Investigation of Winglet-Cavity Tip on Aerodynamic Performance in Turbine Cascades Using Large Eddy Simulation

In an axial flow turbine, the tip leakage flow leads to considerable tip leakage loss and causes a flow blockage accordingly in the rotor passage. Some passive and active flow control methods have already been carried out to manage the tip leakage flow. Winglet-cavity tip, as a passive flow control, has been used to control tip leakage flow and improve aerodynamic performances in turbine cascades. In the present study, large eddy simulation (LES) is used for the flat tip turbine blade, cavity tip turbine blade, and winglet-cavity tip turbine blade.

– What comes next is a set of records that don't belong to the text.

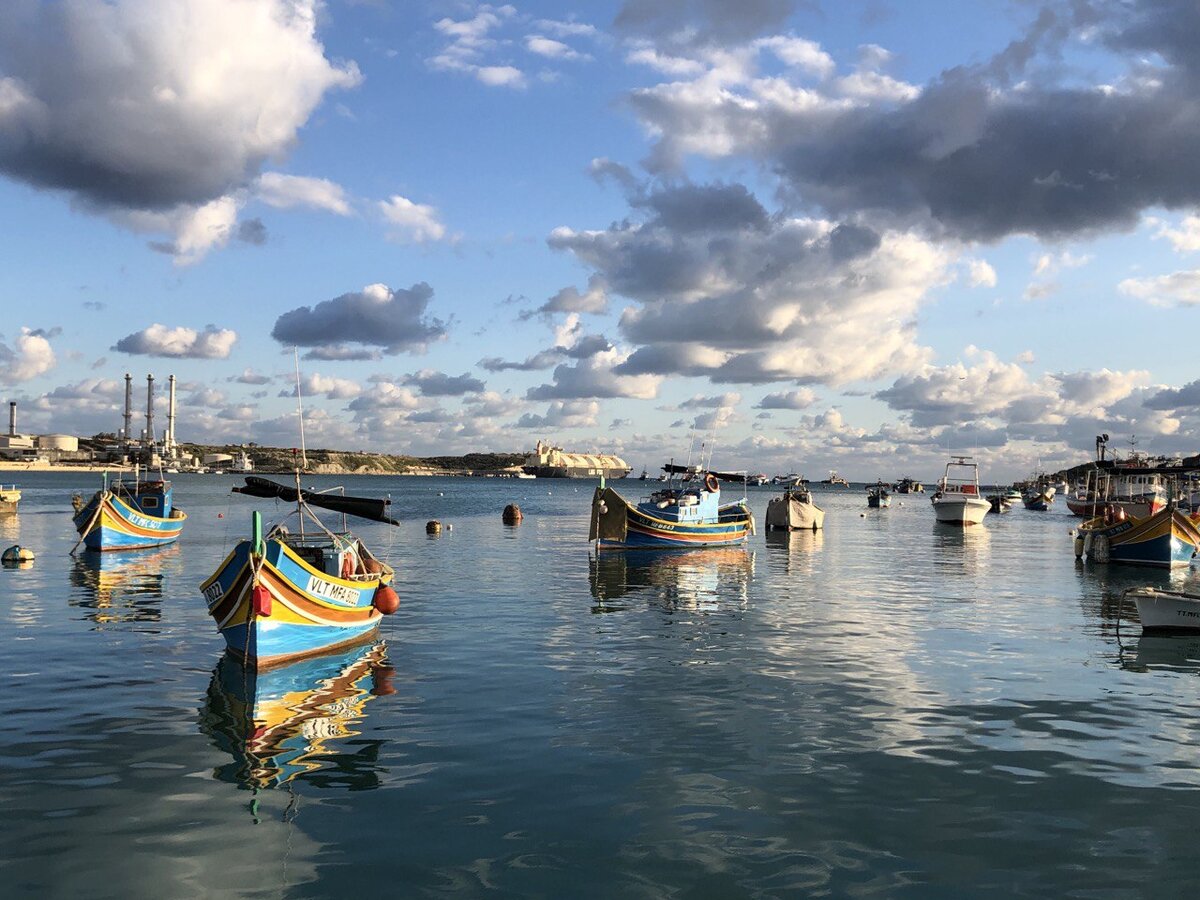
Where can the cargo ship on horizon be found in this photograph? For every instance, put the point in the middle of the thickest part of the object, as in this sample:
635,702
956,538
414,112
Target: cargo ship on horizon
547,461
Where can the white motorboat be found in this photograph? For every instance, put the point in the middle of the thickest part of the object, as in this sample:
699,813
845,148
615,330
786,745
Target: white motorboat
958,501
1167,610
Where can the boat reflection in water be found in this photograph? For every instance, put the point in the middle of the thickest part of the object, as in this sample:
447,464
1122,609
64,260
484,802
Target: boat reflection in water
960,551
681,579
123,587
285,723
1170,653
793,552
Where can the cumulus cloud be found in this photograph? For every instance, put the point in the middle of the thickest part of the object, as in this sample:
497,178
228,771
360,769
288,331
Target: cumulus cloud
1186,238
1014,144
799,399
563,414
597,377
994,394
29,357
711,21
469,45
376,317
981,274
179,342
727,291
432,383
412,222
287,191
538,361
312,385
159,113
1180,288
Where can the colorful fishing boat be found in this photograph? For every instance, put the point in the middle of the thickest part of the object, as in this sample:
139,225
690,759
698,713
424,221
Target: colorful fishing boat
957,501
1167,539
282,597
129,515
795,510
877,496
283,723
690,515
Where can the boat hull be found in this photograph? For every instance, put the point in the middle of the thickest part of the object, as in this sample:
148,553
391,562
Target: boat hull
618,525
960,511
1165,540
792,515
1167,610
111,523
310,611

The calculation results of the LES show that, compared with the flat tip blade, the cavity tip blade and the winglet-cavity tip blade change the interaction between the tip leakage and passage vortexes. In the present study, the vortex structure is identified by the Q-criterion. According to the isosurface of Q, the winglet-cavity tip weakens the radial range of interaction between the tip leakage flow and the passage vortex due to its unique tip shape. The winglet structure on the pressure side can effectively reduce the leakage flow rate, and the winglet structure on the suction side changes the position and intensity of the tip leakage flow. After parametric optimization, the winglet-cavity tip shows excellent aerodynamic performances. In the case with a flat tip, the time-averaged total pressure loss coefficient is 10.81%. However, for the cavity and winglet-cavity tips, the time-averaged total pressure loss coefficient decreased by 9.17% and 17.43%, respectively.